The pain lasted only twenty-four hours; slow and steady, beginning with a dull ache, increasing with time towards a series of sharp, breathless exchanges. I pushed hard for nine minutes. Only nine. Then, there was love. A bundle of new life; not my own, swaddled, purposely placed upon my chest, flesh upon flesh. My own; but not my own.
Visions of glory cyclone like a wand of colorful ribbons. In the beginning I can only imagine glory to glory to glory for this flesh upon my flesh. The years drop like rain, passing quickly. I’ve seen other visions through the years too; from the corner of my eye some come darkly. And when they do I draw my sword, I swoop, and I slay. For that is what I must do, my duty to keep the love alive.
A million little hopes have lolled in my mind, through the years, with these little loves. Oh, small “h” hope, I’ve learned so much from you. What shall I tell the wise world about you? Things I now know: That you are an imposter, fooling around. That you are but a leaky cistern. That your un-fulfillment hurts like hell. That though I’ve rather enjoyed looking to you for oh-so-many-things, you are now becoming dead to me. Small “h” hope cannot hold my love, no more.
Then, there is Hope.
That’s right. Two kinds: One is proper, the other is not. Both are like mirrors reflecting light, but neither are the same. One is everlasting, the other is not. Capital “H” Hope is living and active and without end. It is Rock solid trust in an honest God. A house unmovable where disappoint and disillusion and cultural approval shall not enter. Capital “H” Hope is for holy things; set apart from the temporal, circumstantial, and systemic flow.

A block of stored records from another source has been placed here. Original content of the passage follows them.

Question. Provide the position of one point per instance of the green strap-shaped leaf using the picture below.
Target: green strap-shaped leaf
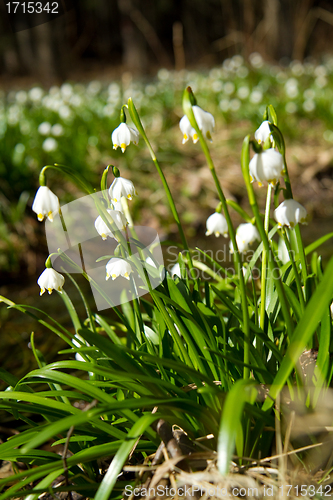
(243, 391)
(313, 314)
(121, 456)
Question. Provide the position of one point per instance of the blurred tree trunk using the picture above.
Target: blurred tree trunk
(45, 59)
(134, 51)
(302, 21)
(271, 27)
(249, 22)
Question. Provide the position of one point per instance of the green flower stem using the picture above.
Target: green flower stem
(241, 212)
(264, 260)
(136, 120)
(255, 209)
(236, 254)
(292, 260)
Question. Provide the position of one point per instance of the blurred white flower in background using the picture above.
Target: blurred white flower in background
(44, 128)
(217, 224)
(246, 234)
(49, 144)
(118, 267)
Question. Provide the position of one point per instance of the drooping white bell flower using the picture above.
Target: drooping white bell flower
(50, 280)
(217, 224)
(121, 187)
(246, 234)
(205, 121)
(175, 270)
(263, 132)
(118, 267)
(289, 213)
(45, 204)
(123, 135)
(267, 166)
(102, 228)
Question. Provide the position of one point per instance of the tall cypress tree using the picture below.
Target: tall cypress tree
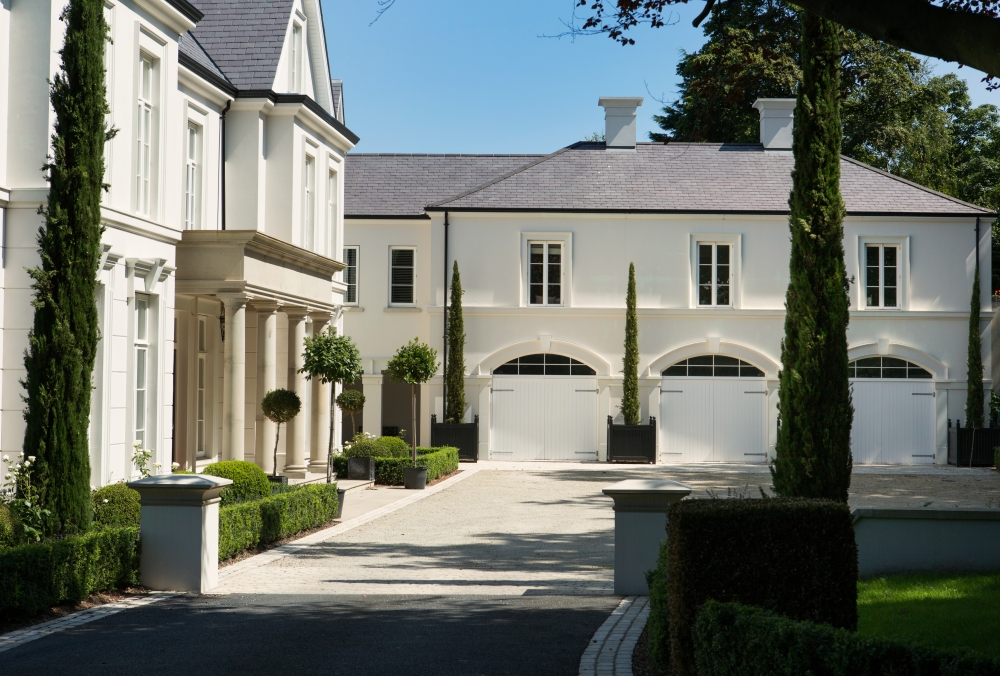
(974, 400)
(63, 340)
(630, 383)
(455, 377)
(814, 443)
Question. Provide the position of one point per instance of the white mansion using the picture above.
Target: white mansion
(208, 266)
(225, 246)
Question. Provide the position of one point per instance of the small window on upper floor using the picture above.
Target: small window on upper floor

Man alive; coming to terms, defining these Hope filled and hope fueled worlds have cost me something greatly. Pain galore. But I am grateful. Because now I know. I look down and see my feet, dry. I’ve crossed over Jordan, the cut -it burns- so I’ll wait… and heal. Hallelujah. The Promise is still alive, I see it glimmer on the horizon. The manna is gone. It’s only produce from here on out. Stepping out and moving on, keeping Hope alive.**[Joshua 3 – 5]
Take it from little me, I pray you’ll see…
Let go of dashed hopes – set them free.
Choose the bigger Hope – and live.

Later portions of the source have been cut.